Pubblicato il da borsaforextradingfinanza

Continua a "volare" l'oro sui mercati internazionali stabilendo un ennesimo record, mentre euro e petrolio toccano i massimi rispettivamente da 16 e 31 mesi a questa parte. I timori sul riaccendersi dell'inflazione a livello globale spingono gli investitori a trovare riparo nel bene rifugio per eccellenza come il metallo prezioso. Così a New York l'oro con consegna a giugno ha toccato il nuovo massimo storico a 1.538,80 dollari l'oncia, mentre a Londra quello con consegna immediata è salito a 1.538,47 dollari.

L'euro, intanto, si riporta sopra quota 1,48 dollari toccando un nuovo massimo dal 7 dicembre 2009 a 1,4882, con la divisa a stelle e strisce che sconta la decisone della Federal Reserve di mantenere i tassi invariati al minimo storico, compresi in una forchetta tra 0-0,25%, per sostenere la ripresa economica.

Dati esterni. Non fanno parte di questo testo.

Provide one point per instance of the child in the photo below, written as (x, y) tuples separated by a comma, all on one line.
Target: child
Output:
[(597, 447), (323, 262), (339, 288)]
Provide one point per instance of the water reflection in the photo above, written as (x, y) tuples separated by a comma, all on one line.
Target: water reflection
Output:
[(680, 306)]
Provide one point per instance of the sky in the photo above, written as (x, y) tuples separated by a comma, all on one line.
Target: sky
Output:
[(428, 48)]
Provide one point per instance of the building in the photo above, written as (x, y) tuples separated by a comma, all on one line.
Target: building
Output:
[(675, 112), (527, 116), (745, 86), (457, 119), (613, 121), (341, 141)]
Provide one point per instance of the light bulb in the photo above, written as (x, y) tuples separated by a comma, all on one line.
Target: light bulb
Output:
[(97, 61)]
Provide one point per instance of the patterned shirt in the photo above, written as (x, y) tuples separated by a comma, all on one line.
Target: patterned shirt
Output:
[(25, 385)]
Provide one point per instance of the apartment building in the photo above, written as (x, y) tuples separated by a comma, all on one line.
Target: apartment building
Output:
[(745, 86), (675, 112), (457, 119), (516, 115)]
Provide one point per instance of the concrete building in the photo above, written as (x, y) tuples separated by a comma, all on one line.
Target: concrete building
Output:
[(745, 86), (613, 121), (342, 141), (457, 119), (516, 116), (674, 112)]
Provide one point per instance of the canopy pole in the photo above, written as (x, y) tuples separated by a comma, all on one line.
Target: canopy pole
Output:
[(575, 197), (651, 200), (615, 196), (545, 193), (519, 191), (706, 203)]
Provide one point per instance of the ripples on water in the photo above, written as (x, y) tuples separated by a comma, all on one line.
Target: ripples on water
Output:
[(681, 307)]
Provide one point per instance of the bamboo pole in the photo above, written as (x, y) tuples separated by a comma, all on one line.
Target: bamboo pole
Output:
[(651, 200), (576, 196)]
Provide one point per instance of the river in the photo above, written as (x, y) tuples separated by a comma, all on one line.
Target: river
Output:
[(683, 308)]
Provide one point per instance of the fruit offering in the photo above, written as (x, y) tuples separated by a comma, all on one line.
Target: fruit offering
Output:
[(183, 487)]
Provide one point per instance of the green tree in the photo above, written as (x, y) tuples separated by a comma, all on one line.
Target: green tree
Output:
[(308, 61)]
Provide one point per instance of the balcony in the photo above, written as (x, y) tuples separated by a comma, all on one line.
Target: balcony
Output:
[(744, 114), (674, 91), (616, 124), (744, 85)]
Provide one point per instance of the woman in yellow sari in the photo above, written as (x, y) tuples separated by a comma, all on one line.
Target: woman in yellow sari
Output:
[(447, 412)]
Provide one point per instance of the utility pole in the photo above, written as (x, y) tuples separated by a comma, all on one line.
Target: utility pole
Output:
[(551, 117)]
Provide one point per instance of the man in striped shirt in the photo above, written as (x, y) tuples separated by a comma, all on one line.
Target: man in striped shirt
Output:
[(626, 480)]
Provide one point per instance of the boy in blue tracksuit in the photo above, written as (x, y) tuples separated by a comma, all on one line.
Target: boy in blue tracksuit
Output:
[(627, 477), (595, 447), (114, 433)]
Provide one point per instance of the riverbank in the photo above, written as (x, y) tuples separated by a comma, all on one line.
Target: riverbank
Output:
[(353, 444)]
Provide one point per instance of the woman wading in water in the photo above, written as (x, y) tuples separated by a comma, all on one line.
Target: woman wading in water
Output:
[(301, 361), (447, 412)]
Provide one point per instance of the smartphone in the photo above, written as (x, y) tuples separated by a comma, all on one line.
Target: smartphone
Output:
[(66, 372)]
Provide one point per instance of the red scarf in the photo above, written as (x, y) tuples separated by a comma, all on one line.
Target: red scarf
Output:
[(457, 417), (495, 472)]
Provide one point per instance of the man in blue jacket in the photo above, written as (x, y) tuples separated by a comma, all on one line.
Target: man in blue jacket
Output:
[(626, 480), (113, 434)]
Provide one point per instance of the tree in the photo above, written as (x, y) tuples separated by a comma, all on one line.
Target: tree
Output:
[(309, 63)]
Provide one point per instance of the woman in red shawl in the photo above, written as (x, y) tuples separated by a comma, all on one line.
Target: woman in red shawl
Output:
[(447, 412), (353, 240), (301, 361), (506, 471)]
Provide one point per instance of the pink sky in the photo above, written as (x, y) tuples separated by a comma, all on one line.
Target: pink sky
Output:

Scelta che potrebbe essere confermata nei prossimi mesi dopo che l'economia Usa nel primo trimestre è cresciuta meno del previsto e dunque spingere il dollaro ulteriormente al ribasso, non solo contro l'euro ma contro tutte le principali valute internazionali. Secondo la prima lettura diffusa dal Dipartimento del Commercio, il Pil degli Stati Uniti nei primi tre mesi del 2011 ha segnato un rialzo dell'1,8% contro stime per un +2%.

Il dollaro non è in crisi ma la politica della Fed potrebbe innescarne una se il deprezzamento del biglietto verde accelerasse, avverte il Wall Street Journal, sottolineando che il nervosismo fra investitori e analisti aumenta: il timore è che un calo forte della valuta Usa possa destabilizzare l'economia mondiale. Le vendite di dollari sono aumentate: l'indice Ice, che monitora l'andamento del biglietto verde nei confronti delle maggiori valute, è ai minimi dall'agosto 2008 a 72,871, un calo del 4,8% in aprile e dell'8,4% dall'inizio dell'anno.(b.a.)